The Kosovo Specialist Chambers was established, under heavy pressure from Kosovo’s Western supporters, to try former Kosovo Liberation Army guerrillas for wartime and post-war crimes from 1998 to 2000.

The so-called ‘Special Court’ is highly unpopular in Kosovo, where it is seen as an attempt to tarnish the KLA’s just war for freedom from Serbian repression. It became even more controversial when former President Hashim Thaci and ex-speaker of parliament Kadri Veseli, both senior KLA figures during the war, were sent to The Hague last year to face charges.

See more at: https://bit.ly/3sY5YDl

A life dedicated to education (BIRN)

Having learned to read in 1943 aged 14, Daut Islami later entered into a more than 40-year long career as a teacher that spanned the second half of the 20th century.

Daut Islami vividly remembers the summer of 1943. One day, towards the end of July, he was out with his relatives shepherding his flock in the Sharri mountains in southern Kosovo, when a group of Partisan soldiers approached them.

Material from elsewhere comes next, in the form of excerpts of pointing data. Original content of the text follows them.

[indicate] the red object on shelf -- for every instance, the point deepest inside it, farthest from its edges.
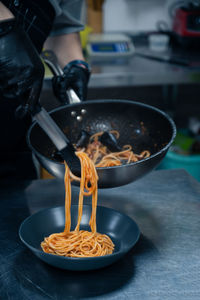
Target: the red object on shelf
(186, 22)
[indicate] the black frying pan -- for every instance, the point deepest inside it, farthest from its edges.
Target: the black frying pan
(142, 126)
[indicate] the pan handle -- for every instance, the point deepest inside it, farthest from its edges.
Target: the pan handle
(51, 60)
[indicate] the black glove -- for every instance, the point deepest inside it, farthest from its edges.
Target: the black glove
(20, 66)
(76, 76)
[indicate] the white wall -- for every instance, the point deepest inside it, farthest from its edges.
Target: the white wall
(135, 15)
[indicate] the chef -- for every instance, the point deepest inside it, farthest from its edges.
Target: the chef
(26, 27)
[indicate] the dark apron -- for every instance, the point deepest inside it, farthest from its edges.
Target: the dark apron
(36, 18)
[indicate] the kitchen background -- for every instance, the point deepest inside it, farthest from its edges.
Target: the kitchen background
(147, 51)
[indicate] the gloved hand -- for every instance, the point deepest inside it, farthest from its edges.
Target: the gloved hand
(76, 76)
(20, 66)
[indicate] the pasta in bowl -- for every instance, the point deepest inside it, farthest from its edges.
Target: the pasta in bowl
(123, 231)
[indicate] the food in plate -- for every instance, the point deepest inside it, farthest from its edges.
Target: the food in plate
(80, 243)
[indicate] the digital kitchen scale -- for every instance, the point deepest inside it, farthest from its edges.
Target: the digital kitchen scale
(108, 45)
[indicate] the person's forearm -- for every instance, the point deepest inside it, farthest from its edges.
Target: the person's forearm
(5, 13)
(66, 47)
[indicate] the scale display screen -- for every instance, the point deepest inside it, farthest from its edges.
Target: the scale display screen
(110, 47)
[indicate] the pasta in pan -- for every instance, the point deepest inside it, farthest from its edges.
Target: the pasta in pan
(103, 157)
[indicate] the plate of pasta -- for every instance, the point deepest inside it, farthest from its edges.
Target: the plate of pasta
(121, 229)
(80, 237)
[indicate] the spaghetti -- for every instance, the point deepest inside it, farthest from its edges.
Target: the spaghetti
(80, 243)
(102, 157)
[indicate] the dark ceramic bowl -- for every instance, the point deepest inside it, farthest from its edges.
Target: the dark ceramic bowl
(123, 231)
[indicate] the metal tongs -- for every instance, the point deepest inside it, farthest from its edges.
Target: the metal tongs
(59, 139)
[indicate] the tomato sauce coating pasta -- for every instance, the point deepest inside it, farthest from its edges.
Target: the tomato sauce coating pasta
(80, 243)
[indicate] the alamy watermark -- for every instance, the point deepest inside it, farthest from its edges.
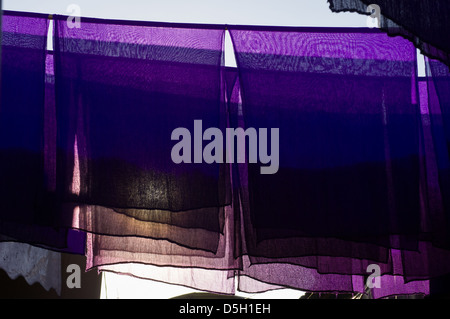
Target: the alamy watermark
(213, 152)
(373, 281)
(74, 279)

 With World War II ongoing, Yugoslav Partisans were involved in sporadic skirmishes with Axis troops in the region and Daut, aged 14, was a potential recruit.

Islami tells BIRN that the soldiers were sent personally by Fadil Hoxha, one of the founders of the Partisan movement in Kosovo who went on to become a prominent political leader following World War II.

As well as teaching Daut and the other older shepherds how to fire guns, the Partisans also brought with them something that would shape Islami’s life – elementary school textbooks in the Albanian language.

Now aged 91, Islami recalls nostalgically the events that took place nearly eight decades previously. It was the first time in his life he had touched a book.